However, this one particular afternoon, Ian let slip that his new band, Seabirds (which he'd formed with the remains of Red Shoe Diaries) had recorded a couple of songs in double quick time. He said he'd email me the demo when he got home, and that the band were looking for label to put the songs out on.
The rough cut of 'Real Tears' was stunning, and I hooked the band up with Jimmy at Matinee. The rest is a mystery...
'Real Tears' is a storming debut; a dark tale of love, the certainty of death and loss set in the north of England. Like the best Guild League songs, it takes in numerous locations, and has a middle bit that borders on the funky. It's like Tindersticks after they've won the lottery, like The Lucksmiths had they grown up in a decaying British industrial city rather than the scorched south of Australia. Its lyrics remind me so much of when I lived on the dole in Nottingham in the mid-90s, and the trials, tiny triumphs and tears that time brought.It's a triumph of five people capturing a moment and time in three minutes, like all the best seven inch singles.

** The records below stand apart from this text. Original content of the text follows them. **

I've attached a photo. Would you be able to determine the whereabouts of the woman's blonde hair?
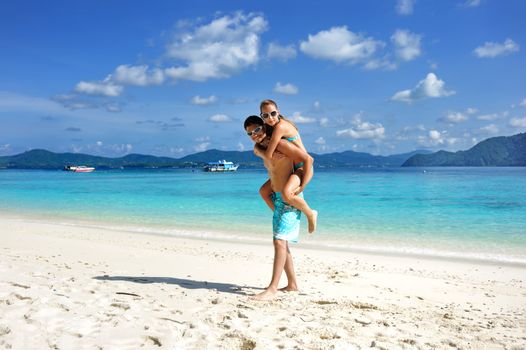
[259,99,298,130]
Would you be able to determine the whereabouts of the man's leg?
[280,242,298,292]
[259,180,275,212]
[253,239,288,300]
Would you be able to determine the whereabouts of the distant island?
[0,149,429,170]
[0,133,526,170]
[402,133,526,167]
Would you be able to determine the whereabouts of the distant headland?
[0,133,526,170]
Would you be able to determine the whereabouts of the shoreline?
[4,212,526,267]
[0,218,526,349]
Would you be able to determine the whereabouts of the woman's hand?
[292,186,303,196]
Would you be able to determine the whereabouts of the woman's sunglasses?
[260,111,278,119]
[247,126,263,136]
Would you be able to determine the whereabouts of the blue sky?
[0,0,526,158]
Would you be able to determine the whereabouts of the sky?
[0,0,526,158]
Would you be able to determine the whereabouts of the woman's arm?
[263,125,285,159]
[276,140,314,194]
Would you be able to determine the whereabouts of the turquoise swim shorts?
[272,192,303,243]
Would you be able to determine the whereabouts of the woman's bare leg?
[259,180,274,212]
[282,169,318,233]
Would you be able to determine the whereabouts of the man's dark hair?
[243,115,265,129]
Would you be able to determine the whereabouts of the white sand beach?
[0,218,526,349]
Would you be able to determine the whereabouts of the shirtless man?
[244,116,314,300]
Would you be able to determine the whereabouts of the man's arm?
[276,140,314,194]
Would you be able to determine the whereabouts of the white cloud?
[165,12,267,81]
[419,130,444,146]
[300,26,385,64]
[464,0,480,7]
[75,75,123,97]
[267,43,296,61]
[444,112,469,123]
[194,142,210,152]
[106,104,122,113]
[289,112,316,124]
[391,73,455,102]
[391,29,422,61]
[396,0,415,15]
[510,117,526,128]
[479,124,499,135]
[113,64,164,86]
[336,115,385,139]
[208,114,233,123]
[274,81,298,95]
[477,113,499,120]
[473,39,519,58]
[190,95,217,106]
[363,57,398,70]
[51,94,99,111]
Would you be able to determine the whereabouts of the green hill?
[0,149,432,169]
[402,133,526,166]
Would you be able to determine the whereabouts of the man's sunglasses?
[260,111,278,119]
[247,126,263,136]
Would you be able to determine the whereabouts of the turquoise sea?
[0,168,526,264]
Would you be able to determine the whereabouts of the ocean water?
[0,168,526,264]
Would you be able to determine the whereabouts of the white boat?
[64,165,95,173]
[204,160,239,172]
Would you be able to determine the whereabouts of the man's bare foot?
[250,288,277,300]
[307,210,318,233]
[278,286,298,292]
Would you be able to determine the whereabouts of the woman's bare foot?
[307,210,318,233]
[250,288,278,300]
[278,285,299,292]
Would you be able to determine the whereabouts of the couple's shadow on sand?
[93,275,263,295]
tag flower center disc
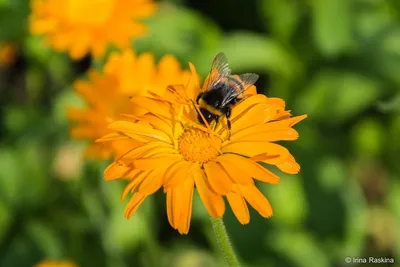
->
[178,129,221,163]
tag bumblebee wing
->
[203,52,231,92]
[239,73,259,90]
[221,73,259,107]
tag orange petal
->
[142,114,173,137]
[95,133,129,143]
[167,178,194,234]
[125,192,147,218]
[231,127,299,142]
[194,170,225,218]
[121,141,171,159]
[104,162,139,181]
[164,160,194,188]
[204,161,232,195]
[220,154,279,184]
[222,142,289,165]
[226,185,250,224]
[225,104,275,136]
[217,154,254,185]
[231,114,307,142]
[231,94,267,121]
[276,155,300,174]
[131,96,170,118]
[121,170,151,200]
[138,168,165,195]
[133,154,182,170]
[240,185,273,218]
[108,121,171,143]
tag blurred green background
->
[0,0,400,267]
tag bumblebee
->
[196,53,258,137]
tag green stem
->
[211,217,240,267]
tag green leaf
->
[193,32,301,78]
[266,230,330,267]
[311,0,352,56]
[336,176,368,260]
[295,70,381,124]
[134,3,221,67]
[26,221,65,259]
[0,148,23,205]
[318,156,347,192]
[260,174,308,227]
[351,118,386,157]
[260,0,302,42]
[0,201,12,243]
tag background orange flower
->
[30,0,156,59]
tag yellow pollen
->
[178,128,221,163]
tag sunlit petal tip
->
[124,192,146,218]
[289,114,308,127]
[276,155,300,174]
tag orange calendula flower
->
[98,54,306,234]
[30,0,156,59]
[35,260,78,267]
[67,49,191,159]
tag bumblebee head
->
[197,108,219,124]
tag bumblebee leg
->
[213,117,219,131]
[196,92,204,104]
[225,108,231,140]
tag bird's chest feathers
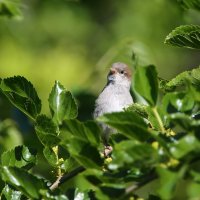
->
[98,86,129,112]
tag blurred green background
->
[0,0,200,119]
[0,0,200,193]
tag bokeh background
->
[0,0,200,140]
[0,0,200,195]
[0,0,200,115]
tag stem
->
[52,146,62,178]
[50,167,85,191]
[152,107,165,133]
[120,172,158,199]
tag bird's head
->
[107,62,132,88]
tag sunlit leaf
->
[49,81,78,124]
[108,140,158,170]
[165,25,200,49]
[1,146,37,169]
[43,146,57,167]
[62,120,101,146]
[169,134,200,159]
[134,65,158,106]
[157,168,179,199]
[166,67,200,90]
[62,138,103,169]
[126,103,148,118]
[0,76,41,120]
[35,115,60,146]
[162,92,195,113]
[98,112,150,141]
[168,113,200,130]
[1,185,22,200]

On t'other side 'Oh Buoy', in which Tom whispers a love song to a near perfect-pop backdrop, with Leanne's harmonies and Ian's guitar weaving a beguiling spell. Ian even breaks out a guitar solo at one point, and you can almost imagine Seabirds playing to a couple of thousand people. It's the more instant of the two songs, but there's no hierarchy here - just two songs on one quite glorious debut single.
The lesson of all this? Go to the pub more often, obviously.